Monday, September 21, 2009

James Corless of Transportation for America

Photo via T4A

Last week was a big week in terms of both my class load and things happening that I want to write about. I hope I can catch up a little this week.

On Thursday, James Corless from Transportation for America (T4A) was in Missoula for a small conference on health. While he was here he also gave a short guest lecture at the University of Montana sponsored by ASUM Transportation.

What is T4A? Its a large non-profit organization geared toward campaigning and advocating for reworking America's national transportation system. A large coalition has been built around the need for reform of over 300 other non-profit, for-profit organizations, and government officials. As an organization, T4A is very much geared toward lobbying and policy, but have a wide range of resources available for partner groups to access.

Mr. Corless' speech covered the usual "why we need reform" points that most of the people in the audience had probably heard before; certainly preaching to the quire. But he had a lot of good points to pass along. He stressed the connection of land-use and transportation and that the two are so interrelated that they can not be treated separately.

Our current land-use patterns certainly don't promote people getting out of their cars and hopping on transit or a bike. The last 70 odd years have seen an erosion of our cities and public spaces to provide for vehicular traffic. And as this process has continued, the more cars are accommodated, the more cars are present on our roads and need to be stored somewhere, which then reinforces the need for more space for cars and more travel by cars.

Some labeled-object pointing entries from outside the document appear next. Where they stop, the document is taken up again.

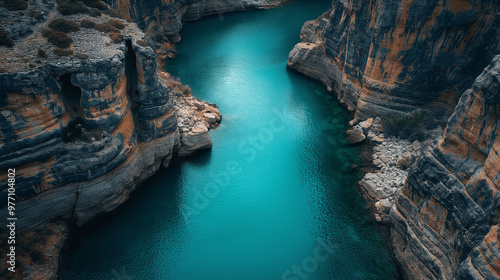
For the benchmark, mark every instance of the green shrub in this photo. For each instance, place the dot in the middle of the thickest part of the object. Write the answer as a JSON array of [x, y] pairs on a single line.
[[114, 13], [64, 25], [82, 55], [142, 43], [95, 4], [87, 23], [106, 27], [5, 39], [71, 7], [41, 53], [116, 37], [116, 23], [96, 12], [34, 14], [16, 5], [60, 39], [62, 52]]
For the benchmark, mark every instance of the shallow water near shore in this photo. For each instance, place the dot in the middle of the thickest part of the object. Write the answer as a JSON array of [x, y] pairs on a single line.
[[273, 199]]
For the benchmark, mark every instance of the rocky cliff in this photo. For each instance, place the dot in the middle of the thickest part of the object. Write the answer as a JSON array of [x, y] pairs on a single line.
[[447, 217], [385, 57], [388, 57], [82, 125], [162, 20], [86, 112]]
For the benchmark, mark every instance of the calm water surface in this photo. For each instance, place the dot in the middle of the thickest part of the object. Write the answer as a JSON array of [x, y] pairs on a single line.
[[275, 192]]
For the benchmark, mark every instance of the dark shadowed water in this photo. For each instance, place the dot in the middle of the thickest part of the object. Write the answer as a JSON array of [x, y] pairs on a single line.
[[273, 199]]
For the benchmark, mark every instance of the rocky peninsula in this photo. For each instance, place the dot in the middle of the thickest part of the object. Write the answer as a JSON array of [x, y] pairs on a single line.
[[409, 62]]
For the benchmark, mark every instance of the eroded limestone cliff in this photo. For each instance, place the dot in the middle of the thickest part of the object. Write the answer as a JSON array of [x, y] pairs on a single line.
[[382, 57], [391, 57], [447, 217], [162, 20], [86, 114]]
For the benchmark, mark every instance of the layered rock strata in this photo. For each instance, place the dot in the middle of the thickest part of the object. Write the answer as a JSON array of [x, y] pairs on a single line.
[[162, 20], [390, 57], [83, 131], [446, 218], [386, 57]]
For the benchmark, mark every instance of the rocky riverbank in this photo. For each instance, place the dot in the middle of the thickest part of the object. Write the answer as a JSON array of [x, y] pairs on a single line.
[[443, 209]]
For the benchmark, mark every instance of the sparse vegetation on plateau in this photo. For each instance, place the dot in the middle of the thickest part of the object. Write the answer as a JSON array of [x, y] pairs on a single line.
[[41, 53], [116, 23], [62, 52], [71, 7], [16, 5], [87, 23], [64, 25], [82, 55], [5, 39], [142, 43], [57, 38], [95, 4], [106, 27], [117, 37]]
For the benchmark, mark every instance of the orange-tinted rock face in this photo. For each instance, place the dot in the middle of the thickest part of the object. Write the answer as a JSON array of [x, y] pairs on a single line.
[[162, 19], [385, 57], [446, 218], [82, 135]]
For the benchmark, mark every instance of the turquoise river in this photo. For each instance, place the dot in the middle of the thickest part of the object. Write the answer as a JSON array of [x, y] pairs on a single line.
[[273, 199]]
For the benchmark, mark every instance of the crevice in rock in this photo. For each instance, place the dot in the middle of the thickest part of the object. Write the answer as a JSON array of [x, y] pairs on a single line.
[[131, 75], [71, 96]]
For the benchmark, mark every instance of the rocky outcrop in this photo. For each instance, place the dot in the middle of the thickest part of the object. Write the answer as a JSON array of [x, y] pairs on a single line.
[[162, 20], [82, 131], [390, 57], [446, 218], [386, 57]]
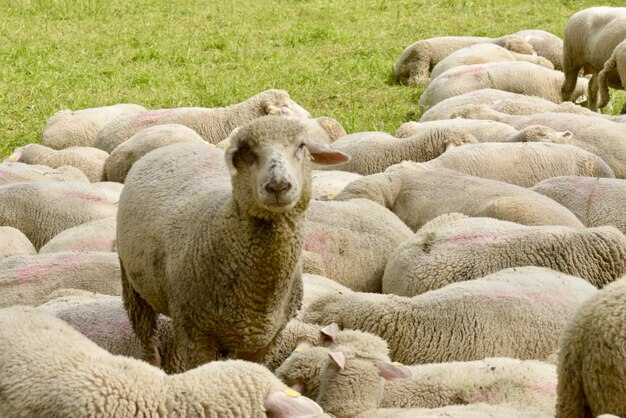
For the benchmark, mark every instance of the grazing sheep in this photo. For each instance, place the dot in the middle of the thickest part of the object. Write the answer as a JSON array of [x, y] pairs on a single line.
[[601, 137], [29, 279], [14, 242], [14, 172], [96, 235], [420, 57], [67, 128], [523, 164], [527, 309], [354, 240], [487, 131], [592, 360], [433, 257], [87, 159], [590, 37], [243, 235], [482, 54], [418, 195], [373, 152], [124, 155], [49, 369], [516, 77], [212, 124]]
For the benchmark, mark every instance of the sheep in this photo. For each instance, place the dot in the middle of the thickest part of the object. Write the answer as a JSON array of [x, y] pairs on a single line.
[[29, 279], [14, 242], [523, 164], [595, 201], [41, 210], [420, 57], [487, 131], [482, 54], [527, 308], [418, 195], [373, 152], [49, 369], [212, 124], [124, 155], [87, 159], [433, 257], [590, 37], [354, 240], [67, 128], [15, 172], [236, 220], [516, 77], [591, 369], [96, 235], [601, 137]]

The only way to stop such a process is to stop designing for ever more cars and design for more public space to be given over to transit, sidewalks, and cyclists; as demonstrated by the recent Park(ing) Day events that aimed to take public space back from vehicles. This strategy needs to be accompanied by a reorganization of our land-use practices. Putting a transit corridor down a an area of sprawl does little to alleviate traffic. But add in mixed-use zoning and Transit Oriented Development (TOD) along that corridor for several blocks on either side, and all of a sudden you have a game changing situation.

Another important factor is the cost of transportation, not just monetary, but time and convenience (as even Thomas Friedman knows and points out in his recent column). If transit can be made to be faster and easier to use, while var travel is made harder to use, people will naturally switch. This is what has happened for almost a century, but in reverse; making it harder for people to use transit or walk to where they need to go. And so people have intuitively made the switch by the millions to use of the SOV because other modes of transportation where so damn hard and confusing to use.

Once people see that transit or active transportation (biking/walking) can be enjoyable, easy to use, convenient, and cheap they will flock to it to reach there destinations. Vehicular traffic now creates so much of its own friction as people compete for limited road space and congestion builds, that people don't want to deal with the stress of driving. Give people an enjoyable experience on their way to a destination, as Phoenix is discovering with their new light-rail line, and people will flock to public transportation.

A long road to reform looms ahead, but already local and national organizations like BWAM and T4A are already working hard to make a difference. It will take a lot of collaborative effort to achieve T4A's vision for transportation. Thanks again to James Corless for talk with us here in Missoula.